The other half of our parcel is still bare. In my grow tent, I have tomatoes, peppers, corn, peas, squash, cucumber, and zucchini that I’ll be planting out in a couple months.

Aside from plantings, I’ve pruned back and otherwise cleaned up the “wild” area at the front of our parcel. It seems like only one or two of our gift plants from last year has died completely. The two trees that started growing are still there and putting out buds. I haven’t done anything for them except water them. Have you ever heard of watering a tree? I hadn’t until a friend was telling me about how he had to ask an arborist why the tree by his house was struggling. This wasn’t a tiny sapling like our trees but still a young tree. Apparently the arborist’s advice was the water it. It makes sense I guess but I feel like most of us look at trees as something that don’t need our help, right?

Discoveries

Like I mentioned before, this year I’m trying to work more with the chaos of our growing space than against it.
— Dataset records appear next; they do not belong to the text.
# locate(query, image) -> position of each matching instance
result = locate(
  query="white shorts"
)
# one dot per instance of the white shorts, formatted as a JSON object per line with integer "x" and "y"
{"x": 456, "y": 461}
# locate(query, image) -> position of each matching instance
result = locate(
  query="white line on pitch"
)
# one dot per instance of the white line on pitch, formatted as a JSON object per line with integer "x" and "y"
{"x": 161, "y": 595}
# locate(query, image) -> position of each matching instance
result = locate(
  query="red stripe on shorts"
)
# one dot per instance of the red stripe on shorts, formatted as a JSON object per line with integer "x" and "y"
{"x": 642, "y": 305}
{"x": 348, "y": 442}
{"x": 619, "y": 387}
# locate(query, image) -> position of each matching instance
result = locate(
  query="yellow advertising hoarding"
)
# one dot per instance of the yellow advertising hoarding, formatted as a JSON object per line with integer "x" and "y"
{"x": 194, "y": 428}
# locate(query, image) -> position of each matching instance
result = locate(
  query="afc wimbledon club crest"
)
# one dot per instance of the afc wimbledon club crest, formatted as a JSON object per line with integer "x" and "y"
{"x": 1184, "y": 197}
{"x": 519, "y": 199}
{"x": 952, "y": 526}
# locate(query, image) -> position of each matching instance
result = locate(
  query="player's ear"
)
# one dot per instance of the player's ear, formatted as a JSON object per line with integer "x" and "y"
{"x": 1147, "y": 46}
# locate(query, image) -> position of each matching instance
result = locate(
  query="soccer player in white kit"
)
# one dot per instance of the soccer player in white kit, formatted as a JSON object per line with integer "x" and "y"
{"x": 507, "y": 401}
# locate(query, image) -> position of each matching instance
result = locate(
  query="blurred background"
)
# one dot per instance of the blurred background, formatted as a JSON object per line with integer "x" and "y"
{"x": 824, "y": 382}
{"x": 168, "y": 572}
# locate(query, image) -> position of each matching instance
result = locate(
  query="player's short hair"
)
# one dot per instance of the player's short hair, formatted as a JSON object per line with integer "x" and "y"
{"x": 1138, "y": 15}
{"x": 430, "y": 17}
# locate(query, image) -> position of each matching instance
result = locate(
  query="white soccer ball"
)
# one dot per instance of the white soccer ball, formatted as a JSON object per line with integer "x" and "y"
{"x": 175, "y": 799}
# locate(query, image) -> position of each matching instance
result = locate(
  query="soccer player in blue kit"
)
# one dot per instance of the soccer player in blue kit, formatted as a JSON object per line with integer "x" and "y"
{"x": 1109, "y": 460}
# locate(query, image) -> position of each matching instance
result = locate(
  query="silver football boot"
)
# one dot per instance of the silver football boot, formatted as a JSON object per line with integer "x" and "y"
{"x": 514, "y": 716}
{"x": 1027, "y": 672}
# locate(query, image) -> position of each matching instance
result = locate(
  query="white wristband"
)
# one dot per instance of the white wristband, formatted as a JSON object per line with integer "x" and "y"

Today that took the form of making a mushroom habitat in the shade of the containers. Last season we used some branches that had been pruned off one of the community garden’s trees as stakes. This morning I noticed mushrooms growing on one of them, so I set it over in the shade and broke down the rest of the branches and tucked them in the moist shade as well. I’m taking the mushrooms as a good sign; that the soil is retaining moisture and full enough with organic matter to support them.
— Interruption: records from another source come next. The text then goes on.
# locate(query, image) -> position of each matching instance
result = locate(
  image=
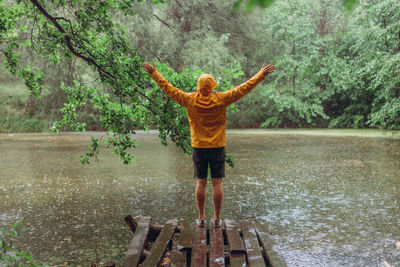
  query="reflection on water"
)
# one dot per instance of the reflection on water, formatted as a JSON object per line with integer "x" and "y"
{"x": 330, "y": 201}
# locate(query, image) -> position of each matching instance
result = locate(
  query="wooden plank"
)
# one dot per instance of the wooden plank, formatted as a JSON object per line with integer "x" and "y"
{"x": 185, "y": 236}
{"x": 234, "y": 240}
{"x": 237, "y": 260}
{"x": 136, "y": 246}
{"x": 254, "y": 255}
{"x": 159, "y": 247}
{"x": 217, "y": 257}
{"x": 270, "y": 250}
{"x": 199, "y": 249}
{"x": 178, "y": 259}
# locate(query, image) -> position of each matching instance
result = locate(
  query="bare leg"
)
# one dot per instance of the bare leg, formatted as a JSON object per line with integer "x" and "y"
{"x": 217, "y": 196}
{"x": 201, "y": 197}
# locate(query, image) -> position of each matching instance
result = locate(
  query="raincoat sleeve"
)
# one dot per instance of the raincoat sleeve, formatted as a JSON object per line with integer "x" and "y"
{"x": 176, "y": 94}
{"x": 233, "y": 95}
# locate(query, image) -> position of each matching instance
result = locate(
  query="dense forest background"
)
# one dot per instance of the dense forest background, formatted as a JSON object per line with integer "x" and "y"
{"x": 334, "y": 68}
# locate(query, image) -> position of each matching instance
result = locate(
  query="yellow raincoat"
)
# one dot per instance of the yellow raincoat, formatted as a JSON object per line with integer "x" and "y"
{"x": 207, "y": 110}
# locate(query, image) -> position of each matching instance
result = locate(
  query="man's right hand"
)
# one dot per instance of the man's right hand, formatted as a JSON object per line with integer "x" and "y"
{"x": 267, "y": 69}
{"x": 148, "y": 68}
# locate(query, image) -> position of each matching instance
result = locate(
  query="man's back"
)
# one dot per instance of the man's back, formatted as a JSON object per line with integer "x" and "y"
{"x": 207, "y": 110}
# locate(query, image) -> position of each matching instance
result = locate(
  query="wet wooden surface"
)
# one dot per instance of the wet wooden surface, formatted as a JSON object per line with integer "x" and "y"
{"x": 160, "y": 246}
{"x": 253, "y": 250}
{"x": 217, "y": 257}
{"x": 136, "y": 246}
{"x": 199, "y": 250}
{"x": 183, "y": 244}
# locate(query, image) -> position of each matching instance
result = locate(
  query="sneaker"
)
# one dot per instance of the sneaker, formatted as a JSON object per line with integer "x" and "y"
{"x": 217, "y": 223}
{"x": 200, "y": 223}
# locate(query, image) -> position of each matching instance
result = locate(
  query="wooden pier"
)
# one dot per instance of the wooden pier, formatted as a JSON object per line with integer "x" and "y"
{"x": 184, "y": 244}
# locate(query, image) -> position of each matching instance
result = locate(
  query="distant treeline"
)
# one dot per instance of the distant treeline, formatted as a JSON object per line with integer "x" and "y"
{"x": 334, "y": 68}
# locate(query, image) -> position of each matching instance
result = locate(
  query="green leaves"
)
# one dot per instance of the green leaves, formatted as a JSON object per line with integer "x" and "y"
{"x": 349, "y": 4}
{"x": 251, "y": 4}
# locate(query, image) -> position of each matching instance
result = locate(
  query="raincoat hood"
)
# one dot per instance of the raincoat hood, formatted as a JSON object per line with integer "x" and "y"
{"x": 206, "y": 84}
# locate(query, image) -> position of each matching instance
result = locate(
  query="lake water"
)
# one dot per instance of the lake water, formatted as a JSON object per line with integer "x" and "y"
{"x": 329, "y": 200}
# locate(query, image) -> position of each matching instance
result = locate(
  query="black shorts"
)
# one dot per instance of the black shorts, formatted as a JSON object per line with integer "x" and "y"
{"x": 213, "y": 157}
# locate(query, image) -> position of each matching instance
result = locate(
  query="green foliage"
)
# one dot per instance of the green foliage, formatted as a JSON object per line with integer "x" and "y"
{"x": 10, "y": 255}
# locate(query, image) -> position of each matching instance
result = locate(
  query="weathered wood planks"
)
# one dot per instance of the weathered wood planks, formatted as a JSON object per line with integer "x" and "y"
{"x": 266, "y": 242}
{"x": 136, "y": 246}
{"x": 199, "y": 250}
{"x": 217, "y": 257}
{"x": 254, "y": 255}
{"x": 160, "y": 245}
{"x": 185, "y": 244}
Are three small mushroom habitats going to be enough to restore the mycelium network on our parcel? Probably not but biodiversity rules. My main worry is that other members of the community garden aren’t as open minded and will equate these new little friends with powdery mildew and demand their destruction.

We were gifted a couple lilies last season by a fellow gardener and not only have most of them survived but new ones are popping out throughout the parcel. I dig them out and move them to designated Flower Containment Zones. I’m not sure exactly what species it is but it’s definitely resilient.

The last find was a beet. I imagine it was a seed sown last year that finally hit the right combination of temperature and moisture to germinate. It probably did so before I double-dug the parcel because it was half buried when I pulled it up today. I set it in one of the containers, and hopefully the leaves will dry out or at least not spread some kind of disease to the whole plant.